Mr. Jeremy Browne: To ask the Secretary of State for the Home Department pursuant to the answer of 27 March 2007, Official Report, column 458W, on the National Crime Squad, what estimate he has made of the level of (a) Class A drug trafficking, (b) organised immigration crime and (c) hi-tech crime; and if he will make a statement. 
Mr. Coaker: The UK Threat Assessment (UKTA), available on the Serious Organised Crime Agency website, estimates that between 60 to 80 tonnes of heroin and cocaine are trafficked into the UK each year. The UK consumption of ecstasy is estimated at between 500,000 and 2 million tablets per week.
Hi-tech crime is covered in the chapter of the UKTA dealing with non-fiscal fraud. The UKTA recognises that the scale of non-fiscal fraud is difficult to estimate accurately as not all frauds are discovered and not all discovered frauds are reported.
Mr. Jeremy Browne: To ask the Secretary of State for the Home Department pursuant to the answer of 27 March 2007, Official Report, column 458W, on the National Crime Squad, how much funding was provided to each of the four threat areas in each year since 1998. 
Mr.
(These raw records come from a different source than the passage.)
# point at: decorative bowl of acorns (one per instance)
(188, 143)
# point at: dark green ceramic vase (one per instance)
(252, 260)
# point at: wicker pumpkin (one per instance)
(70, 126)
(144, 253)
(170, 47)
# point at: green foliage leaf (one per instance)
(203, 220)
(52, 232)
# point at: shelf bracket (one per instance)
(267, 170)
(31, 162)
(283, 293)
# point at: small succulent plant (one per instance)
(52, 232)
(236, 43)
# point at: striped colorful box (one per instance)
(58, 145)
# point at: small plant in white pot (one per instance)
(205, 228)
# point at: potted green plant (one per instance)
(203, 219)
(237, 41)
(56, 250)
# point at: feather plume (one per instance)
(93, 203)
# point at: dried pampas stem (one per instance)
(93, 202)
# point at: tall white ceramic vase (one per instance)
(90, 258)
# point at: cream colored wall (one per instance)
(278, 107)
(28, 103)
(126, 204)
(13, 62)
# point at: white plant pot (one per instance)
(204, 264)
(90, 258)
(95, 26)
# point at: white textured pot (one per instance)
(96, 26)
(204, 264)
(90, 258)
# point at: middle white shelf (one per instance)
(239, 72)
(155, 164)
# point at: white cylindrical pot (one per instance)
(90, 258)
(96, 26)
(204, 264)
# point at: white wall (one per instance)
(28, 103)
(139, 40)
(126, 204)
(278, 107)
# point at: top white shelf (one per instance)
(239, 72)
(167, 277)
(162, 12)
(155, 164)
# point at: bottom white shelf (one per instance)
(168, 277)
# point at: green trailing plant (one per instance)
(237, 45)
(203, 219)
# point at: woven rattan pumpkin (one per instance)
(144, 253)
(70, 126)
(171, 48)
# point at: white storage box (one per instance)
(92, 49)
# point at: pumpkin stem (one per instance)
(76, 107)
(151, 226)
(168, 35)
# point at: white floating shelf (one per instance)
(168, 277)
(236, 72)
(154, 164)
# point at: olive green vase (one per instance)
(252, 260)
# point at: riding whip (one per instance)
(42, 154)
Coaker: Accounting within the National Crime Squad (NCS) was based on the nature of expenditure not the activity to which that expenditure related, therefore, it has not been possible to give details of the funding NCS provided to each of the main threats.
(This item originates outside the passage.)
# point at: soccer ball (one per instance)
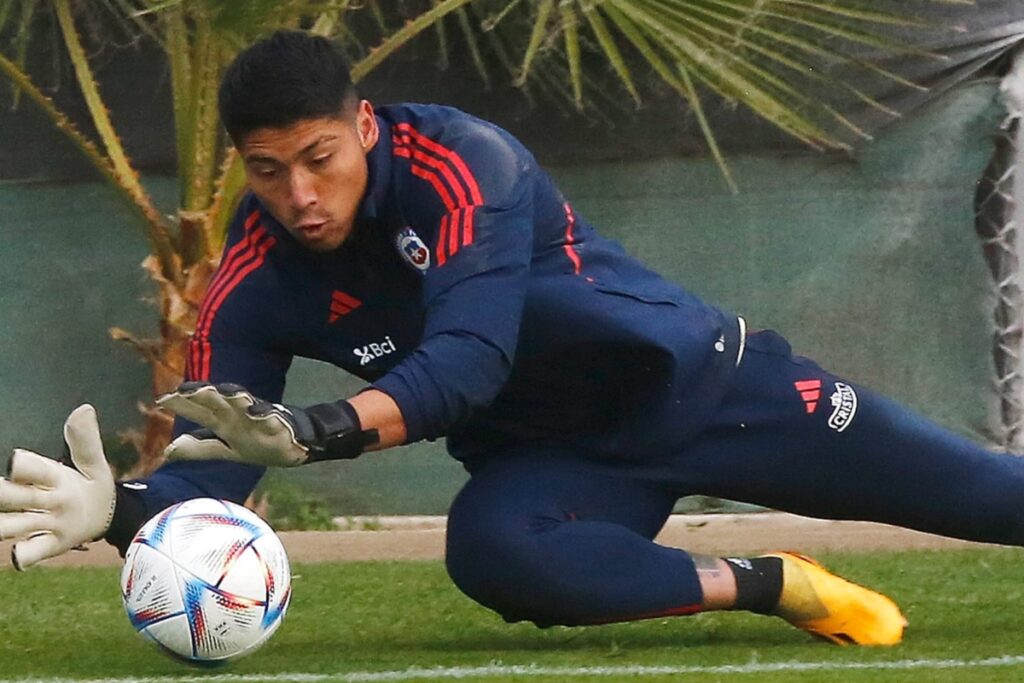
(206, 581)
Data from the court proceedings database held by the Office for Criminal Justice Reform on the number of persons found guilty at all courts for this offence in England and Wales from 2001-2005, show that there were no convictions for this offence during those years.
David Davis: To ask the Secretary of State for the Home Department how prisoners without a DNA profile on the National DNA database were identified for the purposes of the DNA Prisoner Sampling Exercise in 2003. 
John Reid: Data on all the then 72,000 prisoners were taken from the Prison Service Inmate Information System. This was then compared with data held on the Police National Computer and the National DNA Database about these individuals to see whether a DNA sample had already been taken from them. Work was also done comparing Department of Health records with data on PNC and NDNAD, to identify patients held in secure mental health units who had not had DNA samples taken.